The ship and two ravens, the symbol of Lisbon
is seen all over the city and here it also serves
as a handy water receptacle for a thirsty jay
in one of the cities’ parks

 
Visiting Lisbon
 We had a very enjoyable break in Lisbon at the beginning of November. It seems to be a very popular city break destination and when I mentioned at the office where I was going it turned out that at least four other people from my workplace had been during the course of the year with everyone speaking very highly of it. I had thought it would have been reasonably quiet in November but if it was quiet then I’d hate to be there when it’s busy, the city and surrounding areas was bustling with tourists enjoying the very pleasant weather and beautiful streets and buildings. But it wasn’t just tourists that had arrived there. The Tagus river that flows through Lisbon and the lands that surround the banks of the river are of world importance for huge flocks of waders and wildfowl that fly south to spend the winter there from breeding grounds in the Arctic circle and northern Europe.
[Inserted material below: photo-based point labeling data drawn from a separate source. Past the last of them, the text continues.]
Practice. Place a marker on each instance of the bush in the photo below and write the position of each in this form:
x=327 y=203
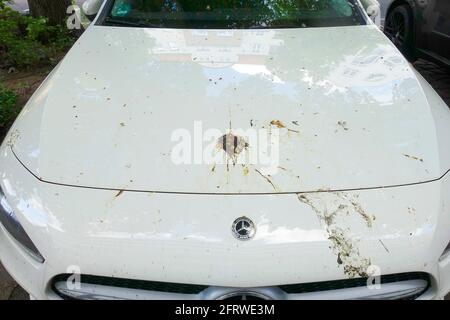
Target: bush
x=7 y=107
x=26 y=41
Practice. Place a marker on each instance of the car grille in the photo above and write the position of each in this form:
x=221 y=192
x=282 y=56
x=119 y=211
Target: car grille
x=397 y=286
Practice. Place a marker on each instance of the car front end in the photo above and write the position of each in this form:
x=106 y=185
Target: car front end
x=112 y=187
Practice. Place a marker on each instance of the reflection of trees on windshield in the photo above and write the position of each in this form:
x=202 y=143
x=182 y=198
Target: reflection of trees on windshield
x=239 y=13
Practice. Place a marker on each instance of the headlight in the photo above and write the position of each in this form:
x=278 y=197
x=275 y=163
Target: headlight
x=12 y=225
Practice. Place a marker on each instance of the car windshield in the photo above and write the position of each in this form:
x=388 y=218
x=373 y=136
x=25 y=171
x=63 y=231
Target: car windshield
x=234 y=14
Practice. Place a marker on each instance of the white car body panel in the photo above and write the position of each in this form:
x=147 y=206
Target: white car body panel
x=360 y=110
x=188 y=238
x=106 y=198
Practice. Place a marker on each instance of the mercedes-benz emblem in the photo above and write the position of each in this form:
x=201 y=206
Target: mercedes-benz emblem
x=243 y=228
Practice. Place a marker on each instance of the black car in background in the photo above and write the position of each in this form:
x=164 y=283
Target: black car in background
x=420 y=29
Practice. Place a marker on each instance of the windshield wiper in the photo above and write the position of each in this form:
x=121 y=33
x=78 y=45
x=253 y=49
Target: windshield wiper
x=126 y=23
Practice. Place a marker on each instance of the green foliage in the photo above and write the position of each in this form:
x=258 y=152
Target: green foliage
x=7 y=106
x=26 y=41
x=4 y=2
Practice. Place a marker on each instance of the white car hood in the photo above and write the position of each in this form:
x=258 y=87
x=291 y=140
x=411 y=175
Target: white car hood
x=353 y=111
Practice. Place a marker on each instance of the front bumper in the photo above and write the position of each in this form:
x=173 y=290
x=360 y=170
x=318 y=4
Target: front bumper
x=145 y=236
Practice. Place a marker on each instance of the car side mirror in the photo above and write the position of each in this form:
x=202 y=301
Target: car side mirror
x=91 y=8
x=372 y=8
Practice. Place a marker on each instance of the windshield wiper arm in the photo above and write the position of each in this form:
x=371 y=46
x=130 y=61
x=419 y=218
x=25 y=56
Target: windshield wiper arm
x=126 y=23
Enormous glamorous cruise ships were docked by the river but a few hundred yards away at the water’s edge Turnstones and Sanderling were feeding among the seaweed and rocks.But it was in one of the most popular tourist destinations, the São Jorge Castle with it’s commanding views over the city that we saw our first new bird of the trip, a Firecrest, flitting among the trees. Ireland’s smallest bird, weighing just 6.5 grammes is the Goldcrest but in a lot of Europe their place is taken by these firecrests, similar in size but the male firecrest has a bright red crown and the bird is generally brighter then our little goldcrests with its olive green plumage. Near our hotel was a park and walking through it we saw our first Short-toed Treecreeper. Almost identical to our own Common Treecreeper you certainly couldn’t tell them apart from a quick glance at their feet but we knew for sure what it was by the geographical distribution of the bird, basically you don’t get common tree creepers here but you do get the short-toed species.
  There semed to be lots of Jays in the park and they were easily seen as well, unlike our shy and secretive Irish jays (the Irish jay although the same species is a different race to other European jays). The symbol of Lisbon is a sailing ship and two ravens (apparently two ravines guarded the body of the patron saint of Lisbon, St. Vincent of Saragossa after he died then, centuries later, when his body was exhumed by the then reigning king and taken to Lisbon it was said two ravens accompanied the ship that carried his remains) and this appears all over the city as mosaics, on police officer’s badges and as brass designs on top of lamp posts. We saw one of the park’s jays fly on to a lamp post, perch on the ship image and take a drink of rainwater from the ‘crows nest’ of the ship. London and Amsterdam and probably many more European city parks are now host to substantial populations of introduced parakeets which can be a problem through occupying nest sites that would have been taken by native birds.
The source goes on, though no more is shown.